Co-Learning: Towards Semi-Supervised Object Detection with Road-side Cameras
Jicheng Yuan, Anh Le-Tuan, Ali Ganbarov, Manfred Hauswirth, Danh Le-Phuoc
TL;DR
The paper tackles the challenge of semi-supervised object detection for road-side camera data under data-scarce conditions. It introduces Co-Learning, a teacher–student framework that uses data curation, annotation-alignment, dynamic pseudo-labels, and multi-head student configurations to mitigate pseudo-label noise and task misalignment. On the AI City Challenge Track 2 dataset, starting from only $10\%$ labeled data, the approach achieves robust $mAP$ gains, reaching $36.5$ with unlabeled data and annotation alignment, surpassing an oracle model relying solely on pseudo labels by $0.4\%$. The work demonstrates that label-consistent SSOD can significantly reduce annotation costs while maintaining strong detection performance, with clear paths to edge-device deployment and integration with visual-language cues for enhanced practicality.
Abstract
Recently, deep learning has experienced rapid expansion, contributing significantly to the progress of supervised learning methodologies. However, acquiring labeled data in real-world settings can be costly, labor-intensive, and sometimes scarce. This challenge inhibits the extensive use of neural networks for practical tasks due to the impractical nature of labeling vast datasets for every individual application. To tackle this, semi-supervised learning (SSL) offers a promising solution by using both labeled and unlabeled data to train object detectors, potentially enhancing detection efficacy and reducing annotation costs.

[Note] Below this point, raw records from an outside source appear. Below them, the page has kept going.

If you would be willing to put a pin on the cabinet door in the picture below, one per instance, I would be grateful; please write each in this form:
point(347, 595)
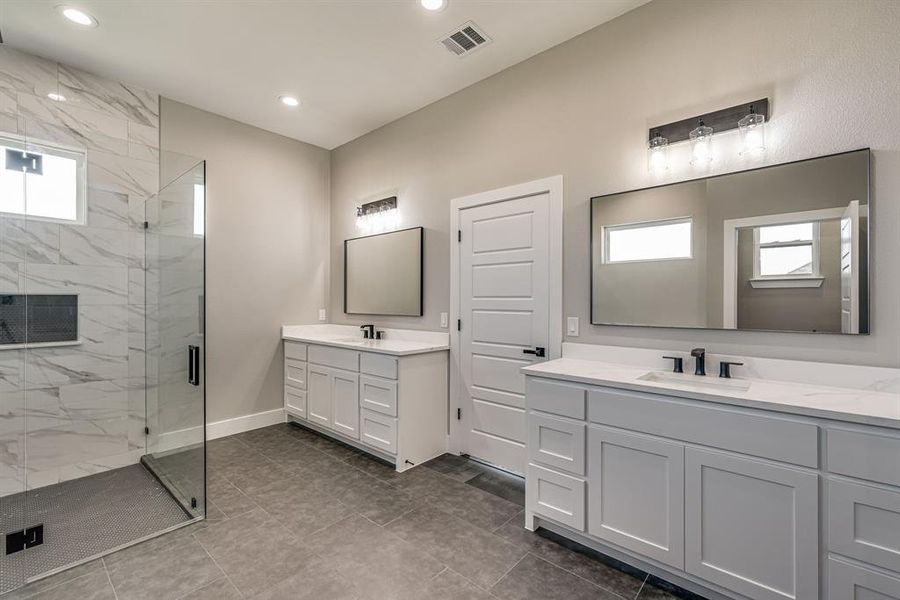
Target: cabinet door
point(318, 396)
point(851, 582)
point(636, 493)
point(345, 403)
point(751, 526)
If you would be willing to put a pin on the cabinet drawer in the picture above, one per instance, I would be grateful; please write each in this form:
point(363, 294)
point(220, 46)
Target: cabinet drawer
point(759, 435)
point(295, 350)
point(378, 394)
point(378, 430)
point(862, 454)
point(379, 365)
point(562, 399)
point(864, 523)
point(339, 358)
point(850, 582)
point(295, 373)
point(295, 401)
point(555, 496)
point(556, 443)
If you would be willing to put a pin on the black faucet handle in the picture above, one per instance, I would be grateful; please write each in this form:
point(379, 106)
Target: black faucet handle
point(677, 365)
point(725, 368)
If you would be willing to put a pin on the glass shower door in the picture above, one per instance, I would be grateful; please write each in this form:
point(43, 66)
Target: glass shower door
point(175, 323)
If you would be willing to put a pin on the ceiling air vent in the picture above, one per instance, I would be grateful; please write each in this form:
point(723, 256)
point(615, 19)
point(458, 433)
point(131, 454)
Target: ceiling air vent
point(466, 39)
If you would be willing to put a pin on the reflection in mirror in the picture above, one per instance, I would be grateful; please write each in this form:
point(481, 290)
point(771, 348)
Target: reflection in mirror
point(383, 273)
point(781, 248)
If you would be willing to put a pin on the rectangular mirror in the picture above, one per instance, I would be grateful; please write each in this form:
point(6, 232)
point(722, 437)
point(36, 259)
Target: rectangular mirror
point(781, 248)
point(383, 273)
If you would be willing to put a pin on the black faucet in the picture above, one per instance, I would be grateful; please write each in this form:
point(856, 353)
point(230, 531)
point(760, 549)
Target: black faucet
point(700, 363)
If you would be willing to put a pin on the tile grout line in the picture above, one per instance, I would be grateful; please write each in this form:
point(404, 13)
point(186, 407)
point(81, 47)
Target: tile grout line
point(109, 579)
point(641, 589)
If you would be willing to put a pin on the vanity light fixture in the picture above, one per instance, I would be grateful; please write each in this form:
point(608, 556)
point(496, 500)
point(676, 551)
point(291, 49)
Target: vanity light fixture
point(77, 16)
point(753, 132)
point(701, 144)
point(433, 5)
point(378, 216)
point(658, 148)
point(749, 118)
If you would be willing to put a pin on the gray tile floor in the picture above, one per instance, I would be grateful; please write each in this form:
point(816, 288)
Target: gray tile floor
point(294, 515)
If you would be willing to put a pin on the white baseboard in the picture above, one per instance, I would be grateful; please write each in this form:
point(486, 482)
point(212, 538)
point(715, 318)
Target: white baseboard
point(172, 440)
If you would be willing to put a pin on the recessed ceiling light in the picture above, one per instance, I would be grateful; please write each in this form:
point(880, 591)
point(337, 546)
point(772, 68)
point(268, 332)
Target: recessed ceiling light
point(433, 5)
point(77, 16)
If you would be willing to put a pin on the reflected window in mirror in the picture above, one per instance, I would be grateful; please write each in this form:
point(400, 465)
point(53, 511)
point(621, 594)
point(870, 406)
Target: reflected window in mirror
point(656, 240)
point(786, 251)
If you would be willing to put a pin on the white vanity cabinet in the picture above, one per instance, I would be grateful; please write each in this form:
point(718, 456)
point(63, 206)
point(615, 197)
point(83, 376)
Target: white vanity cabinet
point(394, 407)
point(730, 501)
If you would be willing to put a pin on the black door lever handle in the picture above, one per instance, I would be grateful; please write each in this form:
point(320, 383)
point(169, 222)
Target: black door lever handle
point(539, 352)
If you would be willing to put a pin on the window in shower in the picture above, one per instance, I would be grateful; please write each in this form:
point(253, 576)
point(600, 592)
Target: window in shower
point(41, 181)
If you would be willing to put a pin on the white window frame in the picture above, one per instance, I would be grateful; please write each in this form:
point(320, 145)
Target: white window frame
point(79, 155)
point(729, 255)
point(787, 279)
point(606, 229)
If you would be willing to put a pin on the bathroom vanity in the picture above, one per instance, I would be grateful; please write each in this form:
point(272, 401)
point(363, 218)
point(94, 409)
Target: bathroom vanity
point(386, 396)
point(735, 488)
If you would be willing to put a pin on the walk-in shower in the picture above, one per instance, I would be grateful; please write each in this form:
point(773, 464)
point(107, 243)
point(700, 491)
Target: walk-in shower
point(102, 395)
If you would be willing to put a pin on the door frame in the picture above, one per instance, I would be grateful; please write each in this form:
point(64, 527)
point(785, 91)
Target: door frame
point(553, 187)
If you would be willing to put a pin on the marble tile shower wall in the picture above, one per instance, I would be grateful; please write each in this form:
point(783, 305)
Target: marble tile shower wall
point(70, 411)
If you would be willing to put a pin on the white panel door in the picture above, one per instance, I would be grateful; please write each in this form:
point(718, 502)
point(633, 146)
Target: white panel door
point(751, 526)
point(850, 269)
point(504, 285)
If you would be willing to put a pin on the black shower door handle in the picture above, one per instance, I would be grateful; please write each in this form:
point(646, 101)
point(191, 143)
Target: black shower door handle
point(194, 365)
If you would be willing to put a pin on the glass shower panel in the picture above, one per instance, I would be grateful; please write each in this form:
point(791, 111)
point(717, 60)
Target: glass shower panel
point(175, 249)
point(13, 480)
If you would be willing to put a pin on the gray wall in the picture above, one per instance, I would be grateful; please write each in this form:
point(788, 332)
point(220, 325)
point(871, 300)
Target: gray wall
point(267, 215)
point(582, 109)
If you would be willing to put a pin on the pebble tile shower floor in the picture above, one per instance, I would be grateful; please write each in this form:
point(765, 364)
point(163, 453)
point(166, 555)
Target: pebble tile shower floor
point(295, 515)
point(85, 517)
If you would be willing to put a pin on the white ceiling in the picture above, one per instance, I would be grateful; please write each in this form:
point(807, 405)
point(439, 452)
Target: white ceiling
point(355, 64)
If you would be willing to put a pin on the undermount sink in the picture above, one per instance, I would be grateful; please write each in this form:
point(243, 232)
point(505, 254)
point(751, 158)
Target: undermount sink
point(711, 382)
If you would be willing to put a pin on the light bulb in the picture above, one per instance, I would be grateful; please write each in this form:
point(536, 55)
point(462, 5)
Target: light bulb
point(658, 161)
point(701, 144)
point(753, 133)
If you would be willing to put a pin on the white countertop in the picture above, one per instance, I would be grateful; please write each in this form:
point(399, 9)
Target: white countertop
point(842, 404)
point(397, 342)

Nevertheless, SSL faces several challenges, including pseudo-target inconsistencies, disharmony between classification and regression tasks, and efficient use of abundant unlabeled data, especially on edge devices, such as roadside cameras. Thus, we developed a teacher-student-based SSL framework, Co-Learning, which employs mutual learning and annotation-alignment strategies to adeptly navigate these complexities and achieves comparable performance as fully-supervised solutions using 10\% labeled data.